NOPAIN Act (effective January 1, 2025) — The Non-Opioids Prevent Addiction in the Nation Act directs CMS to provide separate Medicare payment for non-opioid pain relief treatments in hospital outpatient and ambulatory surgery settings, reflecting the federal commitment to expanding access to non-opioid alternatives.
Conditions Treated Through Medication Management
Our medication management services support the treatment of a wide range of pain conditions, including but not limited to:
Cancer Pain
Active malignancy-related pain, post-surgical oncologic pain, chemotherapy-induced peripheral neuropathy, and palliative pain management requiring individualized, often multimodal pharmacologic strategies.
Acute Pain Conditions
Post-surgical pain, traumatic injuries, acute disc herniations, fractures, and acute inflammatory conditions where short-duration pharmacologic management is appropriate.
Chronic Spinal Pain
Cervical, thoracic, and lumbar pain syndromes including degenerative disc disease, spinal stenosis, facet arthropathy, and failed back surgery syndrome.
Neuropathic Pain
Diabetic peripheral neuropathy, post-herpetic neuralgia, complex regional pain syndrome (CRPS), radiculopathy, and other nerve-mediated pain conditions.
Joint & Musculoskeletal Pain
Osteoarthritis, inflammatory arthritis, tendinopathies, myofascial pain syndrome, and chronic musculoskeletal conditions of the extremities and axial skeleton.
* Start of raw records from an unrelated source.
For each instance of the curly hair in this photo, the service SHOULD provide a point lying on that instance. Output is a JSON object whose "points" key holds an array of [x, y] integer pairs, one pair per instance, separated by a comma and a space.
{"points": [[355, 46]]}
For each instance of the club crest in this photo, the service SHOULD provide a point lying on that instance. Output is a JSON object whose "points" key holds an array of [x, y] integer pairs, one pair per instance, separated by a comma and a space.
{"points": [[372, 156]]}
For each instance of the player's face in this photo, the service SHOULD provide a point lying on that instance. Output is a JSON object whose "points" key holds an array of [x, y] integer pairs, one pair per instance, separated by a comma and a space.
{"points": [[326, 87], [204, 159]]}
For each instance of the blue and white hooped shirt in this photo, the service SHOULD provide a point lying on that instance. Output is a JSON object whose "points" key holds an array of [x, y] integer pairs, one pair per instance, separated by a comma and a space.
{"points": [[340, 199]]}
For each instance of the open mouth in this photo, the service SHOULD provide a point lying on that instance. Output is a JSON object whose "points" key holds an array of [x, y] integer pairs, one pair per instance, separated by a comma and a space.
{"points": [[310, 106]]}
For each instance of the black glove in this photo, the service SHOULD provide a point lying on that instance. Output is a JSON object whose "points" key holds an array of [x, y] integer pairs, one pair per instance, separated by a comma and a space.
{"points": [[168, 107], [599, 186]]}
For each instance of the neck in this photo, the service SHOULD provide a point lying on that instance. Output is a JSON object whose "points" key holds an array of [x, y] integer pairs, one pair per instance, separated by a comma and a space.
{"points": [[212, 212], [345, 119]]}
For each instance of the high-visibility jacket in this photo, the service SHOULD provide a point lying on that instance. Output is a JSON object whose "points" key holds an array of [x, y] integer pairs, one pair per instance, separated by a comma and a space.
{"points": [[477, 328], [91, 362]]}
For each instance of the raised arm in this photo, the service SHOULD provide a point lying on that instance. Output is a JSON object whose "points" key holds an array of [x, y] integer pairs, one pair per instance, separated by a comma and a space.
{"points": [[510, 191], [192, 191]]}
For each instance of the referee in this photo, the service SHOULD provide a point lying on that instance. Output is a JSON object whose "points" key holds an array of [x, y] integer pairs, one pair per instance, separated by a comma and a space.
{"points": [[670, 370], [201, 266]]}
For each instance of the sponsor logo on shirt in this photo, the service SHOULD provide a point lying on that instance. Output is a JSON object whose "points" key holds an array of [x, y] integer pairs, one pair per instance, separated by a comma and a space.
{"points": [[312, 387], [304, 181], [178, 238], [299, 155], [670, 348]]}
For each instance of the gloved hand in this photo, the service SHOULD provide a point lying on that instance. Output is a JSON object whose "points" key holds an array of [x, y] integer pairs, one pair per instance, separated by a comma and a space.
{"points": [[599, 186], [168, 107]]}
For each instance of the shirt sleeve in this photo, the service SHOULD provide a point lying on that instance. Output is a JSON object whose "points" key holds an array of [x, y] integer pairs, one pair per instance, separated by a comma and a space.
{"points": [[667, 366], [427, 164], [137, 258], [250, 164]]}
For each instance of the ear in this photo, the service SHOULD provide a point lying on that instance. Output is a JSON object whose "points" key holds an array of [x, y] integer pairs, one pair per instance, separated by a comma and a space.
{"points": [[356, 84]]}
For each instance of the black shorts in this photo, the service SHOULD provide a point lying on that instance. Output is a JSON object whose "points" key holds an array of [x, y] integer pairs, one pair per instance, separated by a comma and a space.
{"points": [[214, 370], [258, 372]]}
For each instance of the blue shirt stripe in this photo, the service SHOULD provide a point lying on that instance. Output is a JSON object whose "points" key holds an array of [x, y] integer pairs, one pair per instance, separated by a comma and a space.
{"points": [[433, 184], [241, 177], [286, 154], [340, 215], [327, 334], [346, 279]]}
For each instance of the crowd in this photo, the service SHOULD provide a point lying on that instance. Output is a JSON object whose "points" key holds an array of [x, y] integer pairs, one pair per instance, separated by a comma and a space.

Centralized & Widespread Pain
Fibromyalgia, central sensitization syndromes, and chronic overlapping pain conditions where pharmacologic management with neuromodulatory agents and SNRIs may be particularly beneficial.
Ready to discuss a treatment plan tailored to your needs?
Important Notice: The information on this page is provided for general educational purposes and is not a substitute for individual medical advice. Treatment plans are developed on a patient-by-patient basis following a thorough clinical evaluation. Medication availability, insurance coverage, and regulatory requirements are subject to change. Controlled substance prescribing decisions are made at the sole clinical discretion of the treating physician in accordance with all applicable state and federal law. This page does not create a physician-patient relationship.
Coastal Spine & Pain complies with all applicable provisions of the Alabama Board of Medical Examiners rules governing controlled substance prescribing, the Alabama Prescription Drug Monitoring Program, the U.S. Drug Enforcement Administration regulations, and the Centers for Medicare & Medicaid Services opioid safety policies. Content last reviewed February 2026.